# Where are the S2 evaluations



## Shulenjnel (Feb 25, 2008)

I will be buying a new bow soon and I'm down to the Mathews Drenalin or S2. I've shot the Dren, DXT and S2 and really like the S2. However, the Bowtech Guardian is doing so well in the side by side reviews that I think I sould consider it as well. Trouble is, one shop in town that sells Bowtechs flat out ignored me for 15 mintues and the other hasn't been very helpful either. One of the two shops that sells Mathews has been awesome to work with. I guess my decision between Mathews or Bowtech has been made based on local service available. (I have a 25 yr old Bear Whitetail II and a Bear recurve that is as old, so the current technology is new to me. The extra service is really helpful.)

On the S2, everyone says it is exactly like the Switchback, except the camo. I've also read that the S2 is lighter, has a slight change in the cam and the riser is a bit longer. That said, it would sure be great to see it in a review. Sure Mathews is pushing their new technoloy, but come on, the folks on AT say the S2 is a great bow.
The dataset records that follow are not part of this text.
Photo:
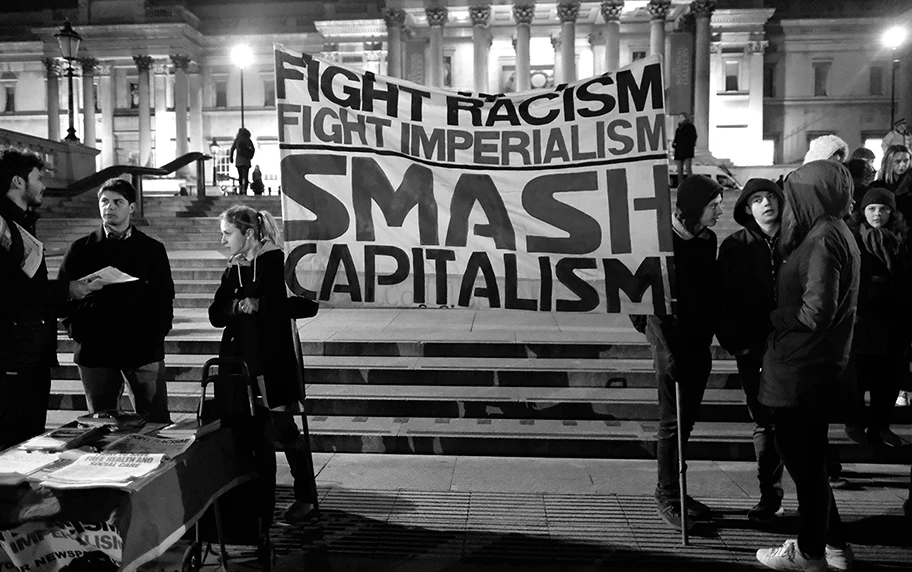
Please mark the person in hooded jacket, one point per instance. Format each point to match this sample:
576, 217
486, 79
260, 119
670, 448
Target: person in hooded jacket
681, 343
807, 353
749, 261
882, 335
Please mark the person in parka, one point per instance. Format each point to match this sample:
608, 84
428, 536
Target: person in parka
882, 334
749, 261
807, 353
681, 342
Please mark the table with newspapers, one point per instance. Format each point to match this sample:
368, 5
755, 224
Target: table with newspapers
81, 510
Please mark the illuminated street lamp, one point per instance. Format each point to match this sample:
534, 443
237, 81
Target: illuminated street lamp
241, 56
893, 38
213, 150
68, 40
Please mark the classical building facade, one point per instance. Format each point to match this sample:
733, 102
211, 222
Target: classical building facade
155, 78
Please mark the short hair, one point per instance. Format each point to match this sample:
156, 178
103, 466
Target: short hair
121, 186
17, 163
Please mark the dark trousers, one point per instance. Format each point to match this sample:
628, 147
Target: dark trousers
279, 427
801, 435
769, 464
882, 375
688, 366
23, 404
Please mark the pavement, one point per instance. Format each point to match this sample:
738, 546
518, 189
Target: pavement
440, 513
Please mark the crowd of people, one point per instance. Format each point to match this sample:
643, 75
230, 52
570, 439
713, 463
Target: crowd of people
811, 298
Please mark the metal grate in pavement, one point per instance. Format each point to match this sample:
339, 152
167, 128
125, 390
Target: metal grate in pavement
456, 528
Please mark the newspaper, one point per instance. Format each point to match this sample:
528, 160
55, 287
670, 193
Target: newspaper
103, 470
108, 275
147, 444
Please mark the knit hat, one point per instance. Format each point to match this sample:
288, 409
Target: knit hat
878, 196
823, 148
694, 194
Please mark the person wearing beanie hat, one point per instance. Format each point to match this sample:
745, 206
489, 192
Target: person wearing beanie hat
681, 342
882, 334
749, 262
827, 147
807, 354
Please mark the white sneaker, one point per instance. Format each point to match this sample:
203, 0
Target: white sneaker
789, 557
840, 558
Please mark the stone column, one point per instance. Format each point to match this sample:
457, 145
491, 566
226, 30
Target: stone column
143, 63
597, 43
88, 101
611, 11
567, 12
702, 10
106, 101
53, 95
181, 62
394, 18
197, 141
437, 17
658, 10
481, 43
523, 14
164, 151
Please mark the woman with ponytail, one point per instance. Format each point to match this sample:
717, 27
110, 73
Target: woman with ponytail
252, 305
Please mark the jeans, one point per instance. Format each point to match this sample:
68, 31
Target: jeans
801, 435
104, 385
23, 404
769, 465
688, 366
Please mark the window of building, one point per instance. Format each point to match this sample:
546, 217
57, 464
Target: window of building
821, 77
269, 93
769, 80
876, 81
10, 105
221, 93
732, 71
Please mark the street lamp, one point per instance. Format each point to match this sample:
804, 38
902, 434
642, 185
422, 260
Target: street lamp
68, 40
893, 38
241, 57
213, 150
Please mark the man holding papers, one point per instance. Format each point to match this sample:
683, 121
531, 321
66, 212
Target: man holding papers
120, 329
28, 325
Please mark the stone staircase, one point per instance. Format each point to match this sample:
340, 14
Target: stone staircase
437, 381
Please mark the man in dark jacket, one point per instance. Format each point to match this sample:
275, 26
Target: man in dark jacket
748, 264
680, 343
120, 330
807, 352
28, 325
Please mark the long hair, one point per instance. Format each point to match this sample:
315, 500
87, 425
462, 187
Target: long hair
889, 161
245, 218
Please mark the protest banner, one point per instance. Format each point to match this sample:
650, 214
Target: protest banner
401, 195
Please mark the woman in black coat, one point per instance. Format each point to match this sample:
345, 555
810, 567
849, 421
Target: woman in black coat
882, 333
252, 305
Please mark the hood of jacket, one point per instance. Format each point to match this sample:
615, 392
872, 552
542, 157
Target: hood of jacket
818, 189
744, 218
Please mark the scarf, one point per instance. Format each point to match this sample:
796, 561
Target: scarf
882, 243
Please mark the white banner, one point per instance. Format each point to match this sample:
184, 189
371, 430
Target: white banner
401, 195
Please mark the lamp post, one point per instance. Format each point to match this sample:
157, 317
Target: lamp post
893, 38
213, 150
241, 57
68, 40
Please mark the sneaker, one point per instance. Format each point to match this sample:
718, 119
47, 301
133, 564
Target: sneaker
857, 434
300, 513
670, 511
789, 557
765, 511
840, 558
696, 509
Let's hear some more about it! 

The SB did great in the 2005 reviews and the SXT blew away the 2006 reviews that I've read. 
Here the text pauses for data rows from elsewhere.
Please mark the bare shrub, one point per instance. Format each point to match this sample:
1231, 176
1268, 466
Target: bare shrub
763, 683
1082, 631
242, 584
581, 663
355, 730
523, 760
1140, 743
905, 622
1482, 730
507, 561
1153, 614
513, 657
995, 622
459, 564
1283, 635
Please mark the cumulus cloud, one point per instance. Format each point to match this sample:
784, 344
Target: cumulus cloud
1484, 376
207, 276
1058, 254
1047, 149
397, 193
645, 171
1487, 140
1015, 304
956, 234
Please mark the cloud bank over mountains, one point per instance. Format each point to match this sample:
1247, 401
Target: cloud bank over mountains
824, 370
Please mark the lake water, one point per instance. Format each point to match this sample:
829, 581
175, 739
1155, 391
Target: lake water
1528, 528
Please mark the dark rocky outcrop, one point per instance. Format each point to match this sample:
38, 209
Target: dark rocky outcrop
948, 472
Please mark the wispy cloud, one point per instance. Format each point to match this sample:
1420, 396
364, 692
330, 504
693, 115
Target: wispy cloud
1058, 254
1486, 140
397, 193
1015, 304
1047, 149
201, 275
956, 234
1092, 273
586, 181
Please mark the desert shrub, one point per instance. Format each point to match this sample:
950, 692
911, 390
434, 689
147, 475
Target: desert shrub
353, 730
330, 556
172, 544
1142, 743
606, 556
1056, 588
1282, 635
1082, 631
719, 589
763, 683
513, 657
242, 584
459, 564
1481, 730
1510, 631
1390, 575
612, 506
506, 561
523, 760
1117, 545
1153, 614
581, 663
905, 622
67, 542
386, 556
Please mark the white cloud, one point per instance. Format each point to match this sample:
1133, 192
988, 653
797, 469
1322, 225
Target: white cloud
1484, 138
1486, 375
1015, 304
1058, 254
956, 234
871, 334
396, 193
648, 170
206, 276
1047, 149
Does anyone know the real differences between the S2 and the Switchback? 

Nelson Shulenberger


----------



## SIO_LIL_GUY (Mar 1, 2007)

SWITCHBACKIBO Rating 
318 fps (Approx) 
Cam(s) 
StraightLine Perimeter-Weighted C1 Cam 
Draw Weight 
40, 50, 60, 70 lbs. 
Draw Length 
26" - 30" with Half Sizes from 26 1/2" - 29 1/2" 
Axle to Axle Length 
33" (Approx) 
Brace Height 
7" (Approx) 
Riser Length 
25 1/2" (Approx) 
Physical Weight 
4.34 lbs (Approx)


Mathews S2
IBO Rating 
318 fps (Approx) 
Cam(s) 
StraightLine C1 Cam 
Draw Weight 
40, 50, 60, 70 lbs. 
Draw Length 
25" - 30" with 25 1/2" - 29 1/2" available 
Axle to Axle Length 
33" (Approx) 
Brace Height 
7" (Approx) 
Riser Length 
25 1/2" (Approx) 
Physical Weight 
4.25 lbs (Approx)

According to the spec's, not a whole lot of difference! Personally I would just buy a Switchback and Save some $$$.$$


----------



## standsitter (Feb 29, 2008)

*s2 is the switchback re-dressed*

well when talking with a service tech at mathews asked him the difference from s2 to switchback he told me the camo and re- designed idler. idler the same size as SB. Basically NO real meaningful differences. This is not personal opinion this is what the mathews customer service tech told me.


----------